In the past six months the Universe of Obamacare has changed as rapidly, it seems, as the Universe did six months after the Big Bang. Once on life-support and given last rites by ministers of the political right, Obamacare has rebounded much to Republicans’ chagrin. Democrats should only hope Republicans make it their central issue in the fall campaign, that is if they’re willing to trumpet its success.
Successful it has been with over eight million newly enrolled, including my friend whose story was a common one in that he neither had the option of an employee plan nor could afford one. Another with Type 1 diabetes worked solely to pay for a health plan so to get treatment for a disability over which he had no choice or control. Like so many others, he had been sold by the system into modern-day indentured servitude.
For a first-world nation, our health care system has stunk, operating for eons on free market principles. It got us an ultra-expensive system unaffordable for most and off limits to tens of millions of Americans.
Obamacare’s Universe’s fortunes have changed for the better not only in its implementation and success rate but also how it has changed the conversation about our approach to health care. In short, we’ll never turn back the clock, reverting back to the way we were.
That presents a problem for boo-hissers vying with proponents for the hearts and support of the center.
The question for rightists who receive their daily thought from Fox News, rightwing radio, and the Wall Street Journal op-ed page: With what you would replace it? After all, Obamacare is a Republican idea, well, an antiquated 1990s Republican idea from the days before it lurched and then ran lemming-like into the Tea Party abyss. In essence, Republicans like Mitt Romney, who birthed it in Massachusetts, were for it before they found it necessary to be against it.
National columnist Froma Harrop argues Democrats ought to tout and embrace it, not as the perfect resolution to the health care crisis but more as a successful initiative that has helped reduce the uninsured ranks by upwards of 20 percent, thus allowing the newly insured to access immediate, necessary medical care and to begin adopting preventive health-care practices.
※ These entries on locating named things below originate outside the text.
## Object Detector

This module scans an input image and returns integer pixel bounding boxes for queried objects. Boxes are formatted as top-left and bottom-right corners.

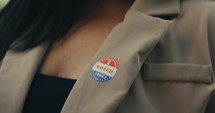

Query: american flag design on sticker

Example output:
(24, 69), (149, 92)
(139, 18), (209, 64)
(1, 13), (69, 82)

(92, 58), (118, 82)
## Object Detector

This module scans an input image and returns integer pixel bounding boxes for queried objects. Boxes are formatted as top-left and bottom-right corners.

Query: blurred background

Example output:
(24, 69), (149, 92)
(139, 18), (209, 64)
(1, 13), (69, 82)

(0, 0), (9, 11)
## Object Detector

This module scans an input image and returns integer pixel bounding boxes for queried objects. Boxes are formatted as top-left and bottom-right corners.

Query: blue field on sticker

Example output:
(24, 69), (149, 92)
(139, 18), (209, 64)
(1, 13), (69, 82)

(92, 70), (112, 82)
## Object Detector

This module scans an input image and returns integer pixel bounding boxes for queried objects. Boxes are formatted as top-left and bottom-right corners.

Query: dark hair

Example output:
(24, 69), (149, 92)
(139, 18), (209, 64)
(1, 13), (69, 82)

(0, 0), (100, 59)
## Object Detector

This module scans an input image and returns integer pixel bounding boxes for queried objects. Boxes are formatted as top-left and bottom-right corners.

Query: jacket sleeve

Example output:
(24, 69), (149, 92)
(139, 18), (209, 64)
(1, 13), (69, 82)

(207, 1), (215, 71)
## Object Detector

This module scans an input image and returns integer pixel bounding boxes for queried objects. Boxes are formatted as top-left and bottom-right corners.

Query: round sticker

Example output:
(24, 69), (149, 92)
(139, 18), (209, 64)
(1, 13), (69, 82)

(92, 58), (117, 82)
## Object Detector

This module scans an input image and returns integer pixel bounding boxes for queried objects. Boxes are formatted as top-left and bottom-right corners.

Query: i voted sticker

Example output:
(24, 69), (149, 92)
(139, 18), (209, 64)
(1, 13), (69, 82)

(92, 58), (118, 82)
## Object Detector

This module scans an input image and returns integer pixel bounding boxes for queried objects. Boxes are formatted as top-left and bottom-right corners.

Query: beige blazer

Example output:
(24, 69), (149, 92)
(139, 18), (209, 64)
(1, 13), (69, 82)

(0, 0), (215, 113)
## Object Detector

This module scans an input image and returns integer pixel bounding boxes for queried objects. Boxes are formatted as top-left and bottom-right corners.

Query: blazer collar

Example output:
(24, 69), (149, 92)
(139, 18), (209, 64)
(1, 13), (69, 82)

(0, 44), (49, 113)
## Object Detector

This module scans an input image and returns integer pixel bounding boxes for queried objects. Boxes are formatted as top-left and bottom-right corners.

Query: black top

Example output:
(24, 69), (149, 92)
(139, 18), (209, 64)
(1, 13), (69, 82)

(23, 73), (76, 113)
The non-partisan Congressional Budget Office projects upwards of 12 million will have enrolled in programs by the end of this year with another 12 million by 2017. In addition, enrollees in both Medicaid and the Children’s Health Insurance Program are expected to increase.
Further, the good news is that projected costs of Obamacare, the Affordable Care Act, will decline $5 billion dollars this year and $104 billion in ten years.
That ought to be celebrated by all given it says people that would have not gotten care or would’ve vis-à-vis the exorbitantly expensive emergency room are not needing to go that route, but it isn’t.
For those preferring people suffer and die rather than their Ayn Randian principles be violated, the plaint is that the program is socialistic. On the left, as one friend put it, Obamacare makes health insurance more affordable not necessarily health care.
Neither argument upon close scrutiny holds water. People die all the time for principle. While it’s understandable and even admirable when one puts his/her life on the line, it’s another when he/she prefers others be at risk in order to defend personal principles.
And while leftists make legitimate points about the ACA’s imperfections and that only a single-payer system would solve our health care crisis, it’s critical to keep in mind the ACA’s has forever altered the dynamics of the way we deliver health care. That is profound as it not only empowers but also obligates people to take care of themselves in the first place.
Harrop writes, “Timidity is a standard operating practice for Democrats fearful of sounding too liberal in what is described as a ‘right of center’ country.” It is for those who swallow NY Times columnist David Brook’s goop about the U.S being more conservative than liberal despite Barack Obama crushing two decidedly conservatives in successive elections.
She cites as well Bill Clinton, the most successful Democrat of the age, who urges Democrats to “embrace” controversy and not just “deal with it.”
I’m all for that.
BTW, May 16 is Endangered Species Day when a few years ago one might’ve focused upon moderate Republicans. RINO’s have since become extinct although rumored sightings persist.